9 Assessment report by independent body
(1) An assessment report in relation to premises must:
(a) be in writing; and
(b) be dated; and
(c) identify the premises subject to the report; and
(d) identify the independent body or special adviser providing the report; and
(e) be certified by an officer of the independent body to contain a true report of the views of the individuals who participated in the assessment.
(2) An assessment report:
(a) must state whether or not it has been established with a high level of confidence that the pathology services rendered at the premises subject to the report meet, and can be expected to continue to meet:
(i) the relevant standards; and
(ii) if the independent body preparing an assessment report considers that it is reasonably necessary to also apply additional standards—those standards.
(b) if so established, must also state:
(i) by reference to items in the pathology services table, or by reference to groups of items in the pathology services table, the kind of pathology services in respect of which the premises should be approved or should remain approved; and
(ii) the category to which the premises should be allocated or remain allocated; and
(iii) the period of time for which the premises can be expected to meet relevant standards.
(3) Without limiting the generality of subsection (2), an assessment report must state whether or not the premises meet the relevant standards.
(4) If subparagraph 2(a)(ii) applies, then the assessment report must also:
(i) identify the additional standards; and
(ii) state the reasons it is reasonably necessary to apply the additional standards.
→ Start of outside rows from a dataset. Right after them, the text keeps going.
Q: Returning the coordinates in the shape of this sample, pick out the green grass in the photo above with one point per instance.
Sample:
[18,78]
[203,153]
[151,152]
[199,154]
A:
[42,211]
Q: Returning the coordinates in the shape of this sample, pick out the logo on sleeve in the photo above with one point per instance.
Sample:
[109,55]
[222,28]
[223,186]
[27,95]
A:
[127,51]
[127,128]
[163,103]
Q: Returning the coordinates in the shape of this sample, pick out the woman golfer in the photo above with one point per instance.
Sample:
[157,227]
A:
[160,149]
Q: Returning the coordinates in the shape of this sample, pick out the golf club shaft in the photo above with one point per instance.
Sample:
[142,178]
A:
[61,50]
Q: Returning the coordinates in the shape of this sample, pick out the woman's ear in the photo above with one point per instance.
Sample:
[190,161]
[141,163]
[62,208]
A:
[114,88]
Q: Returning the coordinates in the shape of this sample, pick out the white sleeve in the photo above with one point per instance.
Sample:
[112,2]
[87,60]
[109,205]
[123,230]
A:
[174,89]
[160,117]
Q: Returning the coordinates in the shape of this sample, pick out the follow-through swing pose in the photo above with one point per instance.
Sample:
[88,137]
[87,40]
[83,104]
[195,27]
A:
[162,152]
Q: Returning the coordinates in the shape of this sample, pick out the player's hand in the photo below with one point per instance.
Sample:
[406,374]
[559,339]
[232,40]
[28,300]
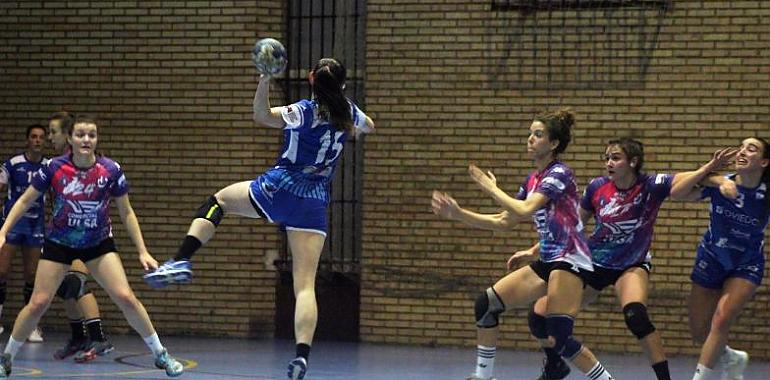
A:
[521,257]
[444,205]
[721,159]
[729,189]
[148,262]
[486,181]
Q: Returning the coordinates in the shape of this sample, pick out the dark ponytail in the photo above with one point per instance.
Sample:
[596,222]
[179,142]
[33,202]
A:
[766,173]
[328,85]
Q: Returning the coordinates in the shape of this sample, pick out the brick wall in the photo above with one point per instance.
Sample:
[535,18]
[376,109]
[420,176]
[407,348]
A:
[453,82]
[172,83]
[448,83]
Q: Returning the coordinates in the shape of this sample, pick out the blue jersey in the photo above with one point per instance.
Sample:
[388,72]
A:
[81,200]
[310,150]
[736,230]
[557,222]
[624,219]
[17,174]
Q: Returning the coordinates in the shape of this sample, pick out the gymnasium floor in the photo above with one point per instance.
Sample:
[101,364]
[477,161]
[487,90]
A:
[266,359]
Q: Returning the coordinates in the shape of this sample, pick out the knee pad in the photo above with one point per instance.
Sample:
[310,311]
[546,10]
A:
[488,308]
[537,325]
[211,211]
[74,286]
[637,320]
[560,328]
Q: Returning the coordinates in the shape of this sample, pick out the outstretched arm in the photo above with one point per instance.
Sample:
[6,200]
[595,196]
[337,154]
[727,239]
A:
[685,185]
[263,114]
[447,207]
[17,211]
[521,209]
[128,217]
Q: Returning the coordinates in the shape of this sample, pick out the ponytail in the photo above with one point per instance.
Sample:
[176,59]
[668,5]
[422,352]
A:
[329,82]
[766,174]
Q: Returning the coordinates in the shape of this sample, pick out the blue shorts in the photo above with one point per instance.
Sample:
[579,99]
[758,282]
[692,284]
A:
[286,209]
[710,273]
[28,232]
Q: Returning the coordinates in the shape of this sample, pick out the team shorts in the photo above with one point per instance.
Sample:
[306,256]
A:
[543,269]
[65,255]
[290,211]
[28,232]
[601,278]
[710,273]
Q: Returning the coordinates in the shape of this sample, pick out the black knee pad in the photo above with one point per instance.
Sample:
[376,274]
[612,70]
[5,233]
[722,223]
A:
[211,211]
[537,325]
[560,328]
[73,286]
[488,308]
[637,320]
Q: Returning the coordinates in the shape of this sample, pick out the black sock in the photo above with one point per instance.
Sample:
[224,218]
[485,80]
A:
[188,248]
[28,288]
[95,332]
[303,350]
[3,291]
[552,357]
[78,330]
[661,370]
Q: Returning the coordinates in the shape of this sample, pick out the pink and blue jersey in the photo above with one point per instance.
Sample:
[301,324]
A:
[557,222]
[81,200]
[736,230]
[310,150]
[624,219]
[17,174]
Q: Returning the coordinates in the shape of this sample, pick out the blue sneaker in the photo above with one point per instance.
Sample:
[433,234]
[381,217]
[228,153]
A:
[167,362]
[171,272]
[297,369]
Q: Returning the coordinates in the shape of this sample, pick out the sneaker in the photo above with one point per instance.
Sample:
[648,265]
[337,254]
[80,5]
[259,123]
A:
[171,272]
[735,362]
[93,350]
[5,365]
[297,369]
[70,348]
[167,362]
[474,377]
[556,371]
[36,336]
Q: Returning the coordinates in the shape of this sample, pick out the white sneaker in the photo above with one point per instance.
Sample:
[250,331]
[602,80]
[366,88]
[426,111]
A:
[36,336]
[735,362]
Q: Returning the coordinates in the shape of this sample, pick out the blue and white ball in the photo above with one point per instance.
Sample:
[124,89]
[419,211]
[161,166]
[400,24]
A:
[269,56]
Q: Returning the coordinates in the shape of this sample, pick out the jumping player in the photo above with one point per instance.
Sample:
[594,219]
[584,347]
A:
[294,193]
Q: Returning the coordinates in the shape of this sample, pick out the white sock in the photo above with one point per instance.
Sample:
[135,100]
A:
[598,373]
[153,342]
[485,361]
[702,372]
[13,347]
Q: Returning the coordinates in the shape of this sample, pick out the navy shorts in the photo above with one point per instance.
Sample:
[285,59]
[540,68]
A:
[65,255]
[710,273]
[286,209]
[601,278]
[28,232]
[543,269]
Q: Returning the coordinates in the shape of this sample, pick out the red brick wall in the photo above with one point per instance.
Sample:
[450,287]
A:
[448,83]
[453,83]
[173,84]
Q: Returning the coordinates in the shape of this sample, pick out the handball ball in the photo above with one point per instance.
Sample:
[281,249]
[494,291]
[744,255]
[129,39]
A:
[269,56]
10 Other matters taken into account in making decisions
(1) When making a decision under section 23DN of the Act in relation to premises, without limiting other sections in these Principles, the Minister may also take into account:
(a) any other report, assessment or decision about accreditation which has been prepared or made at any time by an independent body or in the course of State accreditation which:
(i) relates to the provision of pathology services at the premises; or
(ii) relates to any persons employed or to be employed in or otherwise associated with or to be associated with the provision of pathology services at the premises; and
(b) any circumstance that gives the Minister reasonable cause to believe that an approved pathology authority or an approved pathology practitioner who is, or may be, associated with the operation of the laboratory at the premises has breached an undertaking at any time; and
(c) if applicable, the matters set out in section 13.
(2) Paragraphs (1)(a) and (1)(b) apply whether or not the current applicant for approval or holder of approval was associated with the premises at the time of the report, assessment or decision or at the time of the events taken into account in the report, assessment or decision or at the time the circumstance arose.
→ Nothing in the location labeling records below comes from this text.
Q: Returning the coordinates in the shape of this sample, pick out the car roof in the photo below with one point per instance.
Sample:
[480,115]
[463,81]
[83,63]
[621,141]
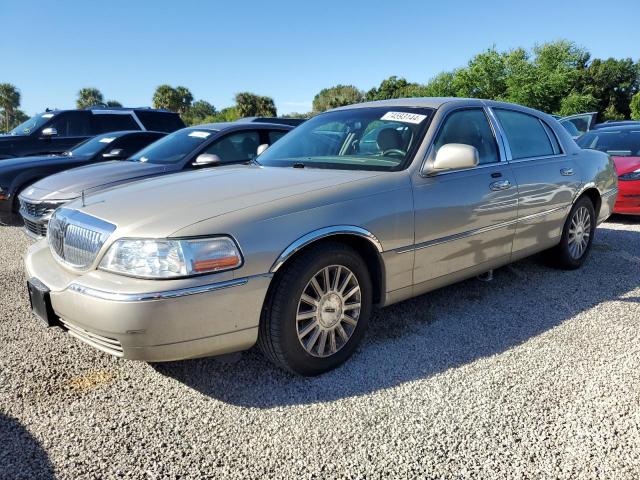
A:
[220,126]
[616,128]
[437,102]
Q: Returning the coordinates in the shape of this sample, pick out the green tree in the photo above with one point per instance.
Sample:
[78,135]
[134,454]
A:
[9,102]
[441,85]
[394,87]
[613,83]
[251,105]
[198,112]
[88,97]
[337,96]
[635,107]
[484,76]
[173,99]
[577,103]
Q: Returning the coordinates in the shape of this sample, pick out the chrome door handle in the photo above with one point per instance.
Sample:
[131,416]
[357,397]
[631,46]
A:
[501,185]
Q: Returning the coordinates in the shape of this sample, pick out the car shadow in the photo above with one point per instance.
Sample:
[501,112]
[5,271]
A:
[424,336]
[21,456]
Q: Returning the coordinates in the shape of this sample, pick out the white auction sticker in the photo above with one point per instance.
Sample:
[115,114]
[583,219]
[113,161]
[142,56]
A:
[199,134]
[404,117]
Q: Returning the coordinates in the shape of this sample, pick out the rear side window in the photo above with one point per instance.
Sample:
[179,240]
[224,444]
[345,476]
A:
[109,122]
[525,133]
[160,121]
[470,127]
[275,135]
[236,147]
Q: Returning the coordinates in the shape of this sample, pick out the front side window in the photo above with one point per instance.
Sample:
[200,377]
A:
[31,125]
[470,127]
[72,124]
[376,138]
[111,122]
[525,134]
[174,147]
[93,145]
[236,147]
[620,143]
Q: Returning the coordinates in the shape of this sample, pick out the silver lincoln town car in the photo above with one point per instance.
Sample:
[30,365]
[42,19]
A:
[357,208]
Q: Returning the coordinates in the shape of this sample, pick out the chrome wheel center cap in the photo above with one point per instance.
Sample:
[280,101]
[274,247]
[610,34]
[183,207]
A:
[330,310]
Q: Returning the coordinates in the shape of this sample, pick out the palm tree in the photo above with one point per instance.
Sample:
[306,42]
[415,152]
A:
[9,101]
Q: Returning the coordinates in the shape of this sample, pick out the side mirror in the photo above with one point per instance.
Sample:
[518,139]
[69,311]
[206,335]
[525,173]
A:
[453,156]
[115,154]
[207,159]
[49,132]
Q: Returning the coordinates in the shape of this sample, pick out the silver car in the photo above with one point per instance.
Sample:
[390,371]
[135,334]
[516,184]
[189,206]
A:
[357,208]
(1) In the absence of exceptional circumstances, the Minister must not approve in principle premises unless the Minister is satisfied with a high level of confidence that:
(a) the pathology services to be rendered at the premises will meet relevant standards for:
(i) the kinds of services to be rendered; and
(ii) the category; and
(b) without limiting paragraph (1)(a), the premises comply with the relevant requirements of:
(i) the Act; and
(ii) these Principles.
(2) Subject to section 12, the Minister must only consider an application for approval of premises under section 23DN of the Act if the Minister is provided with an assessment report which is the most recent assessment report in relation to the premises.
(3) In the absence of exceptional circumstances, the Minister must not approve in principle premises if within the 6 months preceding the application the last accreditation action in relation to the premises the subject of the application was:
(a) a refusal by an independent body to grant an accreditation for pathology services rendered at the premises in relation to the kinds of services or to the category subject to the application before the Minister; or
(b) a revocation by an independent body of an accreditation held for pathology services rendered at premises in relation to the kinds of services or to the category subject to the application before the Minister.
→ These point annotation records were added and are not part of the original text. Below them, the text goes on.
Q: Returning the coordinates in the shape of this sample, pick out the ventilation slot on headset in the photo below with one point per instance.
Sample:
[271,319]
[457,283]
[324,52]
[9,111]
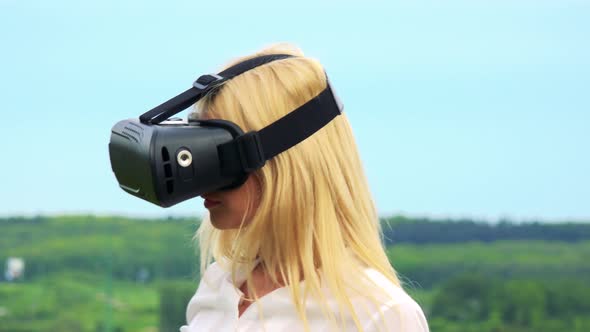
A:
[165,155]
[168,177]
[167,170]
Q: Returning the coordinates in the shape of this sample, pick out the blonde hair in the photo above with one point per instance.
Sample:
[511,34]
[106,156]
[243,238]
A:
[315,211]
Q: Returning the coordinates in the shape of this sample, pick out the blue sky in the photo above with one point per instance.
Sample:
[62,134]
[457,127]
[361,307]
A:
[460,108]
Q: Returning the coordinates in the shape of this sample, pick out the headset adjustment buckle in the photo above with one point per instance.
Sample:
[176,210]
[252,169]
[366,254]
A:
[204,81]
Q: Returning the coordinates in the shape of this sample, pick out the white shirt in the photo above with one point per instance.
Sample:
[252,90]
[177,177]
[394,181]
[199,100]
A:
[214,307]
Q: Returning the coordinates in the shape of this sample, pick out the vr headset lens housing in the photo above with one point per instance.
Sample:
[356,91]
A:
[166,161]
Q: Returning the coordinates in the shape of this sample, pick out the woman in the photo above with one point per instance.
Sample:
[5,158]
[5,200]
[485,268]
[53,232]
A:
[297,247]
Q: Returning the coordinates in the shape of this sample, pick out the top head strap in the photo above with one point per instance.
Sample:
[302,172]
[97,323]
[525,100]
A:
[202,86]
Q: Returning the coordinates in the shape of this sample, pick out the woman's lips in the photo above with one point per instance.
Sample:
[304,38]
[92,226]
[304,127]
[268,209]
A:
[209,203]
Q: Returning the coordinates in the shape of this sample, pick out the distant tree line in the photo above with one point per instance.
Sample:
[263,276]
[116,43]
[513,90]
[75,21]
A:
[475,302]
[401,229]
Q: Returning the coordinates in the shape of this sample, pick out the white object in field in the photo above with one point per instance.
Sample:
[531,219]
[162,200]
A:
[15,268]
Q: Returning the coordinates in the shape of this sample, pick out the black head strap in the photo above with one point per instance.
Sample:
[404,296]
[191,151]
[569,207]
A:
[202,86]
[250,151]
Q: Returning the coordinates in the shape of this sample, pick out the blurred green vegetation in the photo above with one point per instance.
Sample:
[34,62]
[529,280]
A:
[88,273]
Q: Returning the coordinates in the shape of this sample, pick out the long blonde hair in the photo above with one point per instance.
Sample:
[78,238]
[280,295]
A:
[315,211]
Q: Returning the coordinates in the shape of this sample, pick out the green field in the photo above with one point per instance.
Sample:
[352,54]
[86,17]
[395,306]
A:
[82,275]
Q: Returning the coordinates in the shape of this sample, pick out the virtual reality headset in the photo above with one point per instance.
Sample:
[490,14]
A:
[166,161]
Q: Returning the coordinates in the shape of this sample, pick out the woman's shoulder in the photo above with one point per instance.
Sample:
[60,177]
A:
[398,311]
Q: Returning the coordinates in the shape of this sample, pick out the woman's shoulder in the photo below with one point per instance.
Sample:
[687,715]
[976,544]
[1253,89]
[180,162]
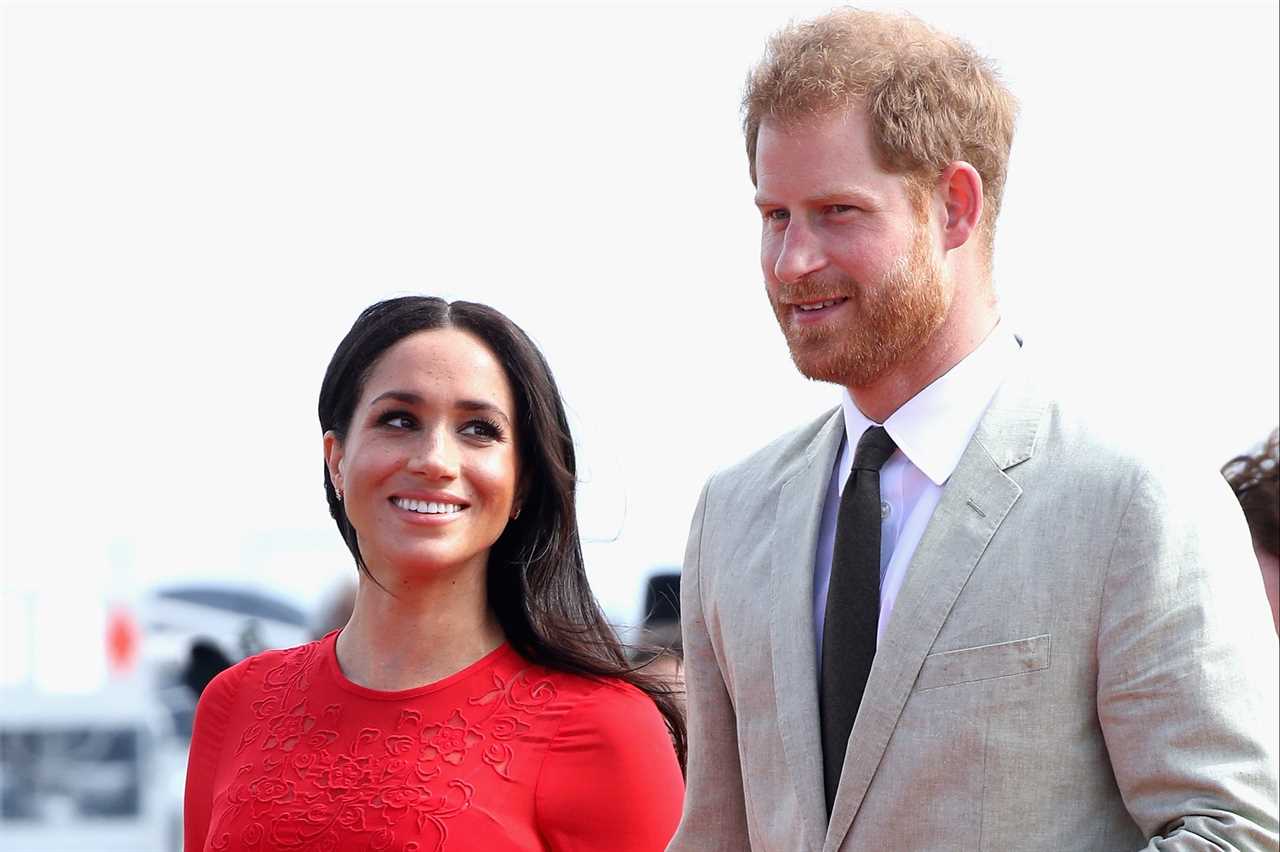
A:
[259,670]
[603,713]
(4) In the absence of exceptional circumstances, the Minister must not give an approval in principle unless the Minister is satisfied that the assessment report referred to in subsection (2) supports the approval of the premises as an accredited pathology laboratory for:
(a) the kind of services; and
(b) the category;
covered by the application.
(5) If premises are not approved in principle on account of the operation of subsection (4), and the applicant amends the application in relation to:
(a) the kind of services; or
(b) the category;
covered by the application, the Minister may consider and deal with the amended application in accordance with these Principles as if it were an original application.
12 Approval in absence of assessment report
(1) If no independent body has provided an assessment report in relation to premises, the Minister may consider an application for approval under section 23DN of the Act in relation to those premises and otherwise deal with the application taking into account these Principles if:
(a) subsection (2) applies; and
(b) an advisory report is provided with the application.
(2) This subsection applies if an application for approval in relation to premises under section 23DN of the Act is made in relation to:
(a) a kind of service; or
(b) a category;
not subject to an approval in principle or an approval under section 23DN of the Act held by the applicant for those premises at the time of making the application.
(3) In the absence of exceptional circumstances, the Minister must approve in principle an application which relies on this section if the application is supported by a report from an independent body which states:
(a) that a representative of the independent body has visited the premises; and
(b) that the independent body confirms that there is an appropriately equipped pathology laboratory at the premises; and
(c) that the independent body is satisfied with a high level of confidence, taking into account the arrangements in relation to the operation of the premises, that:
(i) the premises can be expected to meet relevant standards for a 6 month period; and
(ii) the premises are, or will be, appropriately staffed with persons to render, and persons to direct, control and supervise, the pathology services to be rendered at the premises; and
(iii) the laboratory is, or will be at the relevant time, participating in a quality assurance program of an independent quality assurance body designed to ensure that the laboratory operates in accordance with the accreditation materials applicable to the kinds of pathology services to which approval of the premises would relate; and
(d) the kind of pathology services in respect of which the premises should be approved (identified by reference to items in the pathology services table or by reference to groups of items in the pathology services table); and
(e) the category to which the premises should be allocated.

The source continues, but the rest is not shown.